Stephen Trimble / Washington DC

 

A looming cost overrun for the Lockheed Martin F-35 Joint Strike Fighter (JSF) could add billions of dollars to the cost of of the 10-year development phase and provoke new questions about cost-sharing deals with international partners.

The US Department of Defense says an unresolved weight problem is causing delays, and Lockheed Martin is sliding back flight tests within the system development and demonstration (SDD) phase to allow more time to overcome the weight problem through airframe and powerplant improvements (Flight International, 6-12 January).

"The translation into a producible design is taking longer and is more complex than we had originally anticipated," says Michael Wynne, undersecretary of defence for acquisition technology and logistics. The revised plan "reflects our current best budgetary estimate of requirements to make sure the programme remains executable".
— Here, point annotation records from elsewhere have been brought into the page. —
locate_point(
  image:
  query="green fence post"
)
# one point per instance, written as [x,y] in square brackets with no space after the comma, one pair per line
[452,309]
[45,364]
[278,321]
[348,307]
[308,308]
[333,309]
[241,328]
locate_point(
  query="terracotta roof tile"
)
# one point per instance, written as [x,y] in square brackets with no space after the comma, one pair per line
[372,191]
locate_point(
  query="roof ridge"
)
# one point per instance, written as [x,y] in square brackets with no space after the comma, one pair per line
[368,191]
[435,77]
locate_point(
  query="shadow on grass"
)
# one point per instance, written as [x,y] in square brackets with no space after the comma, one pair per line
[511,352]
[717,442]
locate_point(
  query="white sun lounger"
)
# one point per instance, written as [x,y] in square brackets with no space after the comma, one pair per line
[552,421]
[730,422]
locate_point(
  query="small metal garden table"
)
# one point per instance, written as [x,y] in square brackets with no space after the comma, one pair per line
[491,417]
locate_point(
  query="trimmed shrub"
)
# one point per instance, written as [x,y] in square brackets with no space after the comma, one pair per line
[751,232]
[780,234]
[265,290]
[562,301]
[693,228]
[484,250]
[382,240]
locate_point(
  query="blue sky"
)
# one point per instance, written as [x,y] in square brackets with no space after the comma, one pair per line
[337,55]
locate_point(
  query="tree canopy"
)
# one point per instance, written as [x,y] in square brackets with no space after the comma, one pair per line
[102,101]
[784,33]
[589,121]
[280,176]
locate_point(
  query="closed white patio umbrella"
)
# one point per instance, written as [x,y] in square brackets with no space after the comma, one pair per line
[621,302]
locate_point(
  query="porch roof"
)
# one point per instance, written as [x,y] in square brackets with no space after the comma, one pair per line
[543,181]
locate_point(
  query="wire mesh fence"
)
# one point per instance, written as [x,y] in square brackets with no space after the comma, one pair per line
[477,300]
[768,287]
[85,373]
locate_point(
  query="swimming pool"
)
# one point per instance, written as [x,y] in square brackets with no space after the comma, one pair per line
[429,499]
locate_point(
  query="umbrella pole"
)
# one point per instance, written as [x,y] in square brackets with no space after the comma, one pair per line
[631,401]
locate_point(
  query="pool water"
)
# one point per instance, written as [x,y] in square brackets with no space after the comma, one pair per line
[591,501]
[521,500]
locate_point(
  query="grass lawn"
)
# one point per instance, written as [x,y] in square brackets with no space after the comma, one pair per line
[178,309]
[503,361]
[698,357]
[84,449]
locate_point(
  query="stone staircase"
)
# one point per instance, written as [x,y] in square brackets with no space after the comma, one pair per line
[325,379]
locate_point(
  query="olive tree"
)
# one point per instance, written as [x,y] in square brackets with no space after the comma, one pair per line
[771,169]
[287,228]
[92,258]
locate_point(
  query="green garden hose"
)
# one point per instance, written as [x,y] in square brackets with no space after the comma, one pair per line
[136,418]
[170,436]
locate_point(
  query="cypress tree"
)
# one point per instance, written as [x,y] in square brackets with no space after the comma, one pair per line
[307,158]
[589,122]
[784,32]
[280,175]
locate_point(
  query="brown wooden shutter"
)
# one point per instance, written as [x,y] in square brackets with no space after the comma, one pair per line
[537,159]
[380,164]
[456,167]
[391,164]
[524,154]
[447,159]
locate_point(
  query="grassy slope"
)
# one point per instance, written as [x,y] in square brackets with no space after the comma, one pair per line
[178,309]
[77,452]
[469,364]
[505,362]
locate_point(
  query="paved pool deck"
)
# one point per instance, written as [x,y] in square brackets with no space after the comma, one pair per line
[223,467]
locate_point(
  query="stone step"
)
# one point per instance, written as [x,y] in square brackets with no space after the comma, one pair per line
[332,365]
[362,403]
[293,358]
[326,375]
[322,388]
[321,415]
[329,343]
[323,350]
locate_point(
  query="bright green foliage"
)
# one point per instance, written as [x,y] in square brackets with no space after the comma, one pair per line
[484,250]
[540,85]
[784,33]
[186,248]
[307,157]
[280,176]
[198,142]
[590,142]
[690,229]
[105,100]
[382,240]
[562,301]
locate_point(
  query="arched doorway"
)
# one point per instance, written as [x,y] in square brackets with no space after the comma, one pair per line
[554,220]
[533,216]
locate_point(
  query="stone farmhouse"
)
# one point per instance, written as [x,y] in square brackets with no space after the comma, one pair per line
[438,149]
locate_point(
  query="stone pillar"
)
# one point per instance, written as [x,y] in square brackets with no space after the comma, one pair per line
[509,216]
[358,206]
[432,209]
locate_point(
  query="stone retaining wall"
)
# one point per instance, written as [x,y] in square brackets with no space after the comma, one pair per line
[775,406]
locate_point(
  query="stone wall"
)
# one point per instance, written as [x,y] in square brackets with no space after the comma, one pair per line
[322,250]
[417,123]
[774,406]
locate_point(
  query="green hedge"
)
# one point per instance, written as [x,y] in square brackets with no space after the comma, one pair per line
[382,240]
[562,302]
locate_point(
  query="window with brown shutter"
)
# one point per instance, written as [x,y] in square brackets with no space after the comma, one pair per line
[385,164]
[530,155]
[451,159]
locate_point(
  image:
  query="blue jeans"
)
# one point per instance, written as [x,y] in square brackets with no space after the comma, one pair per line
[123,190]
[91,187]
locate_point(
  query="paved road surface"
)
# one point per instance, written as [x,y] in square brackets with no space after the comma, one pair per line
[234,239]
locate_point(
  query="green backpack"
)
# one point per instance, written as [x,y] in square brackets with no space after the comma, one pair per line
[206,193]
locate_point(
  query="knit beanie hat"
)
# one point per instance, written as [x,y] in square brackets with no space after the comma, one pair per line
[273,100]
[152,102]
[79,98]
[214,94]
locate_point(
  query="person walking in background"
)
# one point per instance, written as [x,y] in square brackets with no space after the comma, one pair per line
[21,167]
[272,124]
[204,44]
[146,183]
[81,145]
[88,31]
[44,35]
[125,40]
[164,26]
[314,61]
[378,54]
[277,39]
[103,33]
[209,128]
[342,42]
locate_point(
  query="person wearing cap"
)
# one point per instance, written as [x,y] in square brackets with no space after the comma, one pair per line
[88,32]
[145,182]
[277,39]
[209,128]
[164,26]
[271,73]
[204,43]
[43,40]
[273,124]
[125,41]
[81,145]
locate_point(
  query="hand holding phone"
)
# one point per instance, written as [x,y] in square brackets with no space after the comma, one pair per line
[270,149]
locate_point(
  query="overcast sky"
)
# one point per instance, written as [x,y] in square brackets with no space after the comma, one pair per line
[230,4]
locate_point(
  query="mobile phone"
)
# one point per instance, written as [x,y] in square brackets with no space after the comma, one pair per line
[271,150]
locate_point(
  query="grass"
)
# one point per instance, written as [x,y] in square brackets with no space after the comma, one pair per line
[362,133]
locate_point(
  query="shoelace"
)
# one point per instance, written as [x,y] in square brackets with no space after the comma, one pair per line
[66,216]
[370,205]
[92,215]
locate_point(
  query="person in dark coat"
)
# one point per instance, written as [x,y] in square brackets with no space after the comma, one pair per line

Published reports put the cost overrun as high as $5 billion. This could be borne entirely by the Pentagon by increasing the SDD spending top line, or by transferring production funds into the development cycle. Alternatively, the F-35 joint programme office could approach foreign partners for funds.

Eight international partners have pledged a combined $4.5 billion to the SDD effort, including a $2 billion investment by the UK, but more funds are unlikely. Disappointment over workshare access and technology transfer delays have crimped enthusiasm for the project abroad.

In any event, each cost-sharing agreement forbids the USA from requiring additional contributions. Some US lawmakers fear US taxpayers could carry a disproportionate cost burden.